Yusuf Kenan Bey (died c. 1915, Gallipoli) was an Ottoman senior lieutenant and one of the first Turkish pilots. In 1911, he and Fesa Evrensev were sent to a flight school in France. He completed his training in March 1912, one month after Evrensev, and became an instructor at the first Ottoman flight school in April, but quit flying by the end of the year. Yusuf Kenan died during the Gallipoli campaign.

== Military career ==
In February 1911, while Yusuf Kenan was a senior lieutenant, the Ottoman Army announced that it would send two people to a European flight school. The two pilots would be decided by a series of exams, with participants being eliminated after each one. In the final exam, Yusuf Kenan got the second highest score behind Fesa Evrensev. The two went through a medical check and were cleared to be sent abroad. The army initially wanted to send them to Germany, but due to France having more advanced technology at the time and lower costs, they were sent to the flight school of Blériot Aéronautique on 9 July. A military attaché in France reported that Yusuf Kenan was not brave enough. During training, he had several accidents, which caused the expenses to be higher than expected. Following this, the Ottoman Army decided to create its own flight school. He finished his training on 10 March 1912, a month after Evrensev.

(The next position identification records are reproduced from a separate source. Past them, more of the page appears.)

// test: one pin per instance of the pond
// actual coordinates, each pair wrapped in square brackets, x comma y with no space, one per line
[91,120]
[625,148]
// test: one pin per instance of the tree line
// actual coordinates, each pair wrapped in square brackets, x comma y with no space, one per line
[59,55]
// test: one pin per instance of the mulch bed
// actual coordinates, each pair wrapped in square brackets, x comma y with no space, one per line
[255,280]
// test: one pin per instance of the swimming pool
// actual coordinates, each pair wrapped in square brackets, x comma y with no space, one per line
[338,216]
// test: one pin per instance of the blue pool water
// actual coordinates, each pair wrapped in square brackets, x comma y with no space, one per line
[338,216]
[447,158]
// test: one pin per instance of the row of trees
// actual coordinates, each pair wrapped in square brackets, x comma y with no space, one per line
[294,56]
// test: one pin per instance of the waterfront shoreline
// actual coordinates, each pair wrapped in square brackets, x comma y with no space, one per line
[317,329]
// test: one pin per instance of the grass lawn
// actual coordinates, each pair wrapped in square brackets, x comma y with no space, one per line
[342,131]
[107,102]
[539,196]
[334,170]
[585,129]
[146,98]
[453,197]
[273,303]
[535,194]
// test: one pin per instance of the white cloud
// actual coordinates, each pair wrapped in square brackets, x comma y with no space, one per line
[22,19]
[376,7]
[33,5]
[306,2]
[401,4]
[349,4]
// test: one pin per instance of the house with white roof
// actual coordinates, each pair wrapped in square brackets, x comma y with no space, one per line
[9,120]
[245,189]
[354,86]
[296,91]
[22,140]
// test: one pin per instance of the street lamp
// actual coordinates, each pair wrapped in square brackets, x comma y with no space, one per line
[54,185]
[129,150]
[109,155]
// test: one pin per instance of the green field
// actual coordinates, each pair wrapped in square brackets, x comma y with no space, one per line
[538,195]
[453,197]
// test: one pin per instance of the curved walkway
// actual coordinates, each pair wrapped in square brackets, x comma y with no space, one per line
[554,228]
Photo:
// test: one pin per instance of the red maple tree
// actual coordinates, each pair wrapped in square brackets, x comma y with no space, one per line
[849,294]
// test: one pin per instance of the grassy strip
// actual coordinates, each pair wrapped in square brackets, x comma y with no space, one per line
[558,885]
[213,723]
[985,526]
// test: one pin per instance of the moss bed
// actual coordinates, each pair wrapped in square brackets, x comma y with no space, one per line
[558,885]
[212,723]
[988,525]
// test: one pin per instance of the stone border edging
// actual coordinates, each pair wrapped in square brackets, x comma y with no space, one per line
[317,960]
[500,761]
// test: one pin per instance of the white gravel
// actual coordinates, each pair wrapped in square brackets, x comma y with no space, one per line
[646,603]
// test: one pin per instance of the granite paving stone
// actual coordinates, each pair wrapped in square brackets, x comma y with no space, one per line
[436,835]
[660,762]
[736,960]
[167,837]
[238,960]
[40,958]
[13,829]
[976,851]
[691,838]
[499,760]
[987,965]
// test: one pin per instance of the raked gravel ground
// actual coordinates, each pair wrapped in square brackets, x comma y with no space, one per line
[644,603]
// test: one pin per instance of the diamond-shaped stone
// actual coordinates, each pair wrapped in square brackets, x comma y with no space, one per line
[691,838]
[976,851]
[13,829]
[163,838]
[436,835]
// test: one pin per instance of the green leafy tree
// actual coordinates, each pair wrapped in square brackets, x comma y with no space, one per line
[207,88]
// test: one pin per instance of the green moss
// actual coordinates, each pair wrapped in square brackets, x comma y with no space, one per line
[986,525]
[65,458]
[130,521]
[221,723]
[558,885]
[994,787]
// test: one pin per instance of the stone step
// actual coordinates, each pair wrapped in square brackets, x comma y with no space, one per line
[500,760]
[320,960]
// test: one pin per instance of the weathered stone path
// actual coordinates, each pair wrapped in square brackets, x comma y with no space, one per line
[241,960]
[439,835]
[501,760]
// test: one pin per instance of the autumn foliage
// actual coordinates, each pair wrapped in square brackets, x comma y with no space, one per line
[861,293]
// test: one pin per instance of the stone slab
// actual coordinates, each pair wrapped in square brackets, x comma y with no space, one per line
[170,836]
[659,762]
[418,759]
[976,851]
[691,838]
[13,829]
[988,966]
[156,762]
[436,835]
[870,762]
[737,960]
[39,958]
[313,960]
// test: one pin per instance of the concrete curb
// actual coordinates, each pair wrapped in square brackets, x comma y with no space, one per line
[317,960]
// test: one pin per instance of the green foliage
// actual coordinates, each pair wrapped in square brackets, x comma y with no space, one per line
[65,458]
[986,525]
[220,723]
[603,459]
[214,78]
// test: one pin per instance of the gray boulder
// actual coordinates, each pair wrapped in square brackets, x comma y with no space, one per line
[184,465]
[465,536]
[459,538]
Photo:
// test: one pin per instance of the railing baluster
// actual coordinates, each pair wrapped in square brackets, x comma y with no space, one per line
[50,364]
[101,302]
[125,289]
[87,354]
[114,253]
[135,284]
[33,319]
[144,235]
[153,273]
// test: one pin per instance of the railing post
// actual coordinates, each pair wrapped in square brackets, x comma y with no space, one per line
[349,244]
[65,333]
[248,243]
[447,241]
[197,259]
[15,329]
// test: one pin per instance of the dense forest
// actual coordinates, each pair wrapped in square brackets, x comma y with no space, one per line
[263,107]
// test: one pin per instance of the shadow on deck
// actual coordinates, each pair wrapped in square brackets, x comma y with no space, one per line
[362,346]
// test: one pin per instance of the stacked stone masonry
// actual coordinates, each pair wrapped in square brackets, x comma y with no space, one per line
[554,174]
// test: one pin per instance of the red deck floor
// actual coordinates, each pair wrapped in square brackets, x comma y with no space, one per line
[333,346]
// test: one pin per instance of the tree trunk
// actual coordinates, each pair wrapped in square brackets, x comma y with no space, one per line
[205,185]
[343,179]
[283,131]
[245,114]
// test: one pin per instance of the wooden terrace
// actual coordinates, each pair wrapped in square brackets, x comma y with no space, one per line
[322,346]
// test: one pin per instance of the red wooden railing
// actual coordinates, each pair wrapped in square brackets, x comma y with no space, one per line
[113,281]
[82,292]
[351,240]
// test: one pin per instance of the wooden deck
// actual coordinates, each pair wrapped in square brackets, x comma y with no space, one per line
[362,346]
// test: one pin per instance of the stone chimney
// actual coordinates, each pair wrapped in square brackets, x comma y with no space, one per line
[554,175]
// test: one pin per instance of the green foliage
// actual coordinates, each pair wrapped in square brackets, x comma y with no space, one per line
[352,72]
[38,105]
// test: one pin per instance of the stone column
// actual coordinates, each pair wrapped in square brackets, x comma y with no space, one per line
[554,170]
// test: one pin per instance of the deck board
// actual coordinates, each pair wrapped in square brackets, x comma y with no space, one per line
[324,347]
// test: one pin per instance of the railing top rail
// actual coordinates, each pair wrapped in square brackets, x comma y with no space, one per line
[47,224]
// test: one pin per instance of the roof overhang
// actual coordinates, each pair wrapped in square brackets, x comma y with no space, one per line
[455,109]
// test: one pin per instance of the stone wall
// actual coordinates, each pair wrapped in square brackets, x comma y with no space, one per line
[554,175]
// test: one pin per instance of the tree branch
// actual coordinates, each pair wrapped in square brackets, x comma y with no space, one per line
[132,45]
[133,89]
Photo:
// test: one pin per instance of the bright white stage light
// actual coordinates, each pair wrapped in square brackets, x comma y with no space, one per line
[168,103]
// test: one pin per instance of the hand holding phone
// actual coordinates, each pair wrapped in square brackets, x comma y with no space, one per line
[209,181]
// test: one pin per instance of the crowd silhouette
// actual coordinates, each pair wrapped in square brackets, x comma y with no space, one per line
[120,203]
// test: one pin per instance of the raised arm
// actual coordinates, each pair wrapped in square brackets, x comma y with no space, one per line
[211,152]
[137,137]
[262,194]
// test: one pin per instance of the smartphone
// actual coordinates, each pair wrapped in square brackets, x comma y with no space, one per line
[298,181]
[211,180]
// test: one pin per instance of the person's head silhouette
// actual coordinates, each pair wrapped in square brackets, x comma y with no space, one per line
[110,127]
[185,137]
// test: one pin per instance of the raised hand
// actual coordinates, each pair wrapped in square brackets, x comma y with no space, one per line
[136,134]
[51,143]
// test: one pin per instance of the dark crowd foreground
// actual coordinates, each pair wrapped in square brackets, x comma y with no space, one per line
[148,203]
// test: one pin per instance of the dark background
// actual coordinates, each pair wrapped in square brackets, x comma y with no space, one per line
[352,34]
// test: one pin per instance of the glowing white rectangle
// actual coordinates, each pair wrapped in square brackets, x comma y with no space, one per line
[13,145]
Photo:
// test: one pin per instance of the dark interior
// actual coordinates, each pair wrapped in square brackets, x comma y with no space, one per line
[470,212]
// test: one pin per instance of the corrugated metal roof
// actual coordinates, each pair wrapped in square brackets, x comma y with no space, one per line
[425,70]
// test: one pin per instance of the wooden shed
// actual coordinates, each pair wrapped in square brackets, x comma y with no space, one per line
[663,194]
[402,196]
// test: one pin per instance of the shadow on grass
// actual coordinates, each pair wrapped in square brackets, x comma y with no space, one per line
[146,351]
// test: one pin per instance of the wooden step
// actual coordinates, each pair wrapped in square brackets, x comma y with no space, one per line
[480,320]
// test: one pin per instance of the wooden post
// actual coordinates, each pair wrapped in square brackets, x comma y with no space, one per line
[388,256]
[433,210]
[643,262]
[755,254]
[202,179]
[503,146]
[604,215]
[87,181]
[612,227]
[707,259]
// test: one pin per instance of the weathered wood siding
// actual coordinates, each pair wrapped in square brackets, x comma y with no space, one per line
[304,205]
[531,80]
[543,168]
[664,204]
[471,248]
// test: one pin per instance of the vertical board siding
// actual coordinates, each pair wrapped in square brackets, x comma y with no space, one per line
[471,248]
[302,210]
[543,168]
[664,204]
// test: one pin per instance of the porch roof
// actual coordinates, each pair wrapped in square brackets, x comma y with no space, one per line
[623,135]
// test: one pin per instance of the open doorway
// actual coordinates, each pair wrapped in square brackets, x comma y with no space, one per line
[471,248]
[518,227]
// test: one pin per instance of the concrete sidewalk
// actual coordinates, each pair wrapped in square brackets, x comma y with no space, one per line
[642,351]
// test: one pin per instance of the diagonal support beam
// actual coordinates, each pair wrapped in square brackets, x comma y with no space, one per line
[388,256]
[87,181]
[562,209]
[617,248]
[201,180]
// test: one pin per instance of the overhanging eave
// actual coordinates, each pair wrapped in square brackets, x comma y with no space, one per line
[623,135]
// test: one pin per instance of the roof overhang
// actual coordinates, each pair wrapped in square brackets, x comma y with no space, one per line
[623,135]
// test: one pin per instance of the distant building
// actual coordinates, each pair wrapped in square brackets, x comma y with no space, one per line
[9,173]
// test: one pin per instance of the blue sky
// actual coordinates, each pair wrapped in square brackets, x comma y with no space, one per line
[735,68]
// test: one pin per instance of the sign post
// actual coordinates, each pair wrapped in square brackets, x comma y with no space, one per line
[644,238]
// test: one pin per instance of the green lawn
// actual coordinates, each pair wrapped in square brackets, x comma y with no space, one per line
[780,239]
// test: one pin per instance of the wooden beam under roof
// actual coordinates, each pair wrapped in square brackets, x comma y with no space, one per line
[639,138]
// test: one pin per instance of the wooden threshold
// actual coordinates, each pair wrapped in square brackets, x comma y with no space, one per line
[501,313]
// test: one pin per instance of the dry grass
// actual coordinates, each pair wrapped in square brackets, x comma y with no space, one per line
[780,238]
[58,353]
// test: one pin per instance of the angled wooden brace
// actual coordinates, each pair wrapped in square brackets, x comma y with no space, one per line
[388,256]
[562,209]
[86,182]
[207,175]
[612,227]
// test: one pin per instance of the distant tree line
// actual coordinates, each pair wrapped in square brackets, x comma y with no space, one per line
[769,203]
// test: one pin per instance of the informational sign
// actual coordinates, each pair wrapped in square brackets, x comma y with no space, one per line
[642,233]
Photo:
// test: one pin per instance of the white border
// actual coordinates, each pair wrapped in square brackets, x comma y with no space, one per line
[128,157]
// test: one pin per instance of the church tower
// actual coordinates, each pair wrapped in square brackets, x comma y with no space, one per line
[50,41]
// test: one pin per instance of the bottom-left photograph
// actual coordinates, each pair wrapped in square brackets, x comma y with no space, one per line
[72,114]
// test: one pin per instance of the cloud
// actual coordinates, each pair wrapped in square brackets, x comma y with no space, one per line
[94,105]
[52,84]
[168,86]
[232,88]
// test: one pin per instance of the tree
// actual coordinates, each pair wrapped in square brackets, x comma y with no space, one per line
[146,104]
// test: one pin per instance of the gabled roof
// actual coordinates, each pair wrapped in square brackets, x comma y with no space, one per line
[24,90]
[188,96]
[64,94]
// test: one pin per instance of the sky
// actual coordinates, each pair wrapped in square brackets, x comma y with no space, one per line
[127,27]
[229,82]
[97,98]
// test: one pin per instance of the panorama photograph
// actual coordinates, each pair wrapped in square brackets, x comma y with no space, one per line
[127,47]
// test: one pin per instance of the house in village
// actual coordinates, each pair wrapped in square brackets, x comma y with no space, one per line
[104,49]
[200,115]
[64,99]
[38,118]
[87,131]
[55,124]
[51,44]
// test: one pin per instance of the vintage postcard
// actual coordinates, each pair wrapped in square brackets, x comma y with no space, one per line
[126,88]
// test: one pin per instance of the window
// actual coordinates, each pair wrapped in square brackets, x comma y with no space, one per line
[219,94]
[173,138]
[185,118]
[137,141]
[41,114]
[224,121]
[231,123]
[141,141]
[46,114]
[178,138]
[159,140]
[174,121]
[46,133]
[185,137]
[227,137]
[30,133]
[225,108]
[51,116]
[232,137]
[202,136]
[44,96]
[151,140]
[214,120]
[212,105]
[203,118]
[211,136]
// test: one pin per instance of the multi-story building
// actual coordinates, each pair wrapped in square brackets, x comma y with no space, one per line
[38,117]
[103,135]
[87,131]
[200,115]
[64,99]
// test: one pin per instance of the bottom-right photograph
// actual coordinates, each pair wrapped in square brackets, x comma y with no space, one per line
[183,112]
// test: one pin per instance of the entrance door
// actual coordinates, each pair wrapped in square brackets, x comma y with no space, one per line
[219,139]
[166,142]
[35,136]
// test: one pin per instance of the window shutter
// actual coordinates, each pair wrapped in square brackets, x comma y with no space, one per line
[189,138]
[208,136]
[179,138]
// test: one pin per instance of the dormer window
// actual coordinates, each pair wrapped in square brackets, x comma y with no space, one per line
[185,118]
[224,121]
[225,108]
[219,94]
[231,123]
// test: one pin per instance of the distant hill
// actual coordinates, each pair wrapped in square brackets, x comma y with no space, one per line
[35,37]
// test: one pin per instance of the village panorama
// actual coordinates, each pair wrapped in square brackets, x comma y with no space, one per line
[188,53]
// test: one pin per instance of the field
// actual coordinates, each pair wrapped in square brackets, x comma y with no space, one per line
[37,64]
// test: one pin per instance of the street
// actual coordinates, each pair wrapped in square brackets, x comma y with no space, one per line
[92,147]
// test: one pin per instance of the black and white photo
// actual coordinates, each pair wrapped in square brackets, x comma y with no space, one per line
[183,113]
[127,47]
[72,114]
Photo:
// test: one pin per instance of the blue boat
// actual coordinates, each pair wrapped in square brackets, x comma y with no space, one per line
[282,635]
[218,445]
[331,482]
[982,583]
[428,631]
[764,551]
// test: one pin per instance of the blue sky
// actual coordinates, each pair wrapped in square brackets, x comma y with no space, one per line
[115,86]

They returned to Istanbul to take delivery of two aircraft on 20 April to be used in the flight school and became the first instructors at the school. However, Yusuf Kenan was no longer a part of the school by the start of the Balkan Wars in October nor was he one of the 12 pilots at the air force. He reportedly quit aviation completely before December. According to Fesa Evrensev, after he stopped flying, Yusuf Kenan went to the front lines and was killed during the Gallipoli campaign.